My winter passion is backcountry snowboarding, otherwise known as splitboarding. One of my prized possessions is a locally made Venture snowboard that is split lengthwise, down the middle, becoming two skis for uphill travel then converting back into a single snowboard for the descent. No lifts, no noise, no crowds and tons of deep powder for my friends and me to enjoy as long as we have the fitness for the climb (and an avalanche tracking beacon…).
But because the snowcats don’t groom the backcountry like they would in a traditional ski resort, the conditions are known as ‘variable’. As new snow falls on old, the wind blows it here and there and back again, and the temperature changes throughout the day, from day to day. The snow on the ground forms a wide variety of layers of different consistencies, all of which look … just like snow.

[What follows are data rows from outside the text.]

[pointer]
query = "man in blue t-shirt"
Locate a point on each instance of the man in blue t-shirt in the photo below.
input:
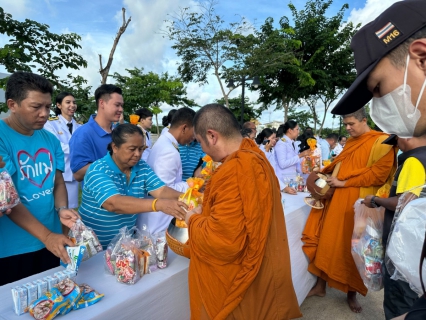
(30, 234)
(89, 143)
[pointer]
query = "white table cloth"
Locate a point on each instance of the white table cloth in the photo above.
(164, 293)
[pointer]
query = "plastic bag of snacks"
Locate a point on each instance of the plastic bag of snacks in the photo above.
(127, 263)
(83, 235)
(192, 197)
(89, 296)
(48, 306)
(71, 293)
(8, 195)
(367, 248)
(161, 248)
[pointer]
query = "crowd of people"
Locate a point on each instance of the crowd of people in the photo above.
(238, 238)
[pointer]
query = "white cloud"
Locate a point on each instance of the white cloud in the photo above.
(19, 9)
(371, 10)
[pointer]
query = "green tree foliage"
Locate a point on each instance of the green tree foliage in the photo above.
(250, 112)
(325, 52)
(151, 90)
(33, 47)
(205, 43)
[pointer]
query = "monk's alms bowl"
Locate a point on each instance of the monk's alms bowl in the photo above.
(177, 239)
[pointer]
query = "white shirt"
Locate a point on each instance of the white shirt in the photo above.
(164, 159)
(60, 129)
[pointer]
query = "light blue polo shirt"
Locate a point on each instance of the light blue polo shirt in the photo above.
(32, 162)
(103, 180)
(190, 156)
(88, 144)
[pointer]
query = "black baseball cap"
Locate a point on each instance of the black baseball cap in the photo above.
(374, 41)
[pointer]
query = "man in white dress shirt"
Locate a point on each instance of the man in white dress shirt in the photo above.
(164, 159)
(145, 123)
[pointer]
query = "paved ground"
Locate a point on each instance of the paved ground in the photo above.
(334, 307)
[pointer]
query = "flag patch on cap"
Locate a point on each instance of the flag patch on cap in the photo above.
(388, 33)
(383, 31)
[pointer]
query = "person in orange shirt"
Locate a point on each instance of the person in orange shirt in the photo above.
(366, 165)
(240, 262)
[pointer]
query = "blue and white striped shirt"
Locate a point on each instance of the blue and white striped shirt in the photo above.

Snowboarding a backcountry slope is quite an experience. A single run down the mountain can consist of sheer ice, thick chunks (or ‘chud’), a thin crust with sugary powder below, waist-deep powder (the Holy Grail), and every variation in between. It could be the quintessential light Colorado Champagne or that dreaded (by Coloradans) heavy Sierra Cement. And if these layers are stacked in a particular way under the right (wrong?) conditions, the entire slope can break into a deadly avalanche. Exciting stuff!
To successfully survive this experience is the definition of ‘agility’. Looking down from the top of the mountain, you have no idea what’s really ahead so there’s not much you can do to ‘mentally prepare yourself’ for the drop in. If you’ve created a story in your head of perfect powder and hit ice, it’s a long, fast slide on your butt to the forest gauntlet below. If your story is about ice and you hit powder, your ‘face plant’ could bury you to your waist.

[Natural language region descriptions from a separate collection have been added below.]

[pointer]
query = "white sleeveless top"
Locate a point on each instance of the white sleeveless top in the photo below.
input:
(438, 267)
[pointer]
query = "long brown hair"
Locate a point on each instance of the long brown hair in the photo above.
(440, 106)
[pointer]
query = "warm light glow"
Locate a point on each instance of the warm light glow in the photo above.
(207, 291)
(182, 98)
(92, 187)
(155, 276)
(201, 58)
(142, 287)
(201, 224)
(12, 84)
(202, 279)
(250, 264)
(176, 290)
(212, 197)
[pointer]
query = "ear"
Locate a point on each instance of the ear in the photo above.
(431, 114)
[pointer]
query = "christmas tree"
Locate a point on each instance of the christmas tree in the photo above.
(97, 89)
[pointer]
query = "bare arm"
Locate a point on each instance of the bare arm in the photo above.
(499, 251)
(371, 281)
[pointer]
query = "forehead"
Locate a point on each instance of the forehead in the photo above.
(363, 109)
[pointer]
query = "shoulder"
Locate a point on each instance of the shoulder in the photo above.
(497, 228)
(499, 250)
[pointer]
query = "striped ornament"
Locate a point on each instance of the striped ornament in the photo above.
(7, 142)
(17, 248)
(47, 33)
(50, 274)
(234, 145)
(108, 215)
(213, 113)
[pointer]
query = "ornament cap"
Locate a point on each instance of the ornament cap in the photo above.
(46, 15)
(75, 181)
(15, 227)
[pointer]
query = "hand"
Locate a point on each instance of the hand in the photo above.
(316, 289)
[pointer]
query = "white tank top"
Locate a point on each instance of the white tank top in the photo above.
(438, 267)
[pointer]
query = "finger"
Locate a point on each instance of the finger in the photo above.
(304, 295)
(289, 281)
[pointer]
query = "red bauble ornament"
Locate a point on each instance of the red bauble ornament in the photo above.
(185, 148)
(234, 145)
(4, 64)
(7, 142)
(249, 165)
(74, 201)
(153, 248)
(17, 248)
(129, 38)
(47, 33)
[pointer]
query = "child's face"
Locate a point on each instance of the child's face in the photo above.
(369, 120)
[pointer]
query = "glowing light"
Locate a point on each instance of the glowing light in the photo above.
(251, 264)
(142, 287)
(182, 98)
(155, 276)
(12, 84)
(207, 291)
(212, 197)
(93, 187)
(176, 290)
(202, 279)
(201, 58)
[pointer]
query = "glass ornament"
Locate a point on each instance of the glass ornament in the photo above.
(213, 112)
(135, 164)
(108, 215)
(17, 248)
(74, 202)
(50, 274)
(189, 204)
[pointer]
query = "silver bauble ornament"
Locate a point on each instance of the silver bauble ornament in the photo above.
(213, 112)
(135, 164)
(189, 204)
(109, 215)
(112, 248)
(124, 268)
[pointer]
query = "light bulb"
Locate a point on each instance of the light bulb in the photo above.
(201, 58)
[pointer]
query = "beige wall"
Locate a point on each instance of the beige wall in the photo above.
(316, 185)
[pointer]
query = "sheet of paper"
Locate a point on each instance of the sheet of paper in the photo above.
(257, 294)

Moving at speed in the ever-changing-moment, you must be able to make both subtle and significant movements of stance and foot pressure while constantly surveying the surrounding conditions to navigate the best route down and avoid avalanches. You might start off skating on ice, then breaking through crust, then back on top, now thick wind-loaded powder, now light freshies, then back to crust, watching out for that roller (they tend to break and slide), and always listening for that dreaded ‘whomp’ of compressing snow that precedes an avalanche…
The ability to be and stay agile, to make the right movements and decisions in the moment, is the key to survival.
Through awareness of how our minds work, we can maintain a mental agility, as well. Our pre-frontal cortex (PFC) is an amazing analytical and computational tool that allows us to ‘know’ that we know. Also referred to as our intellect or Ego, we know that we can get trapped in a thought storm that can render us fairly useless (which can become a death sentence in the backcountry … as well as in the Board Room). What we don’t often understand – and where mental agility comes in – is that we don’t have to spend our lives trapped in our PFC. We’ve all experienced occasions of perfect clarity. We feel calm and content and the most amazing things seem to come to mind in that space: the answer to a problem we’ve been struggling with, an insight about the direction we should move in life, the best conversation we’ve ever had, or maybe just noticing the overwhelming beauty of something we hadn’t really noticed before.
What we don’t always understand is that this place of clarity is available to us all the time (and not just when we’re not paying attention to anything else). We have the ability to be aware of when our Ego is holding us back, even when under duress, and feel those familiar feelings when our minds get cluttered with thoughts of fear, anxiety, insecurity and grief (to name a few of my favorites). When our intellect starts writing these stories for us and we feel the familiar pangs – whether standing on a mountain top or buried under a to-do list – we have the ability to sit back and let those initial thoughts and associated feeling pass and find ourselves again in the clarity of the moment – in consciousness. It’s in consciousness that life is lived, where we connect with all living things and where inspiration and creativity are found. With an agile mind, we can go there anytime we choose.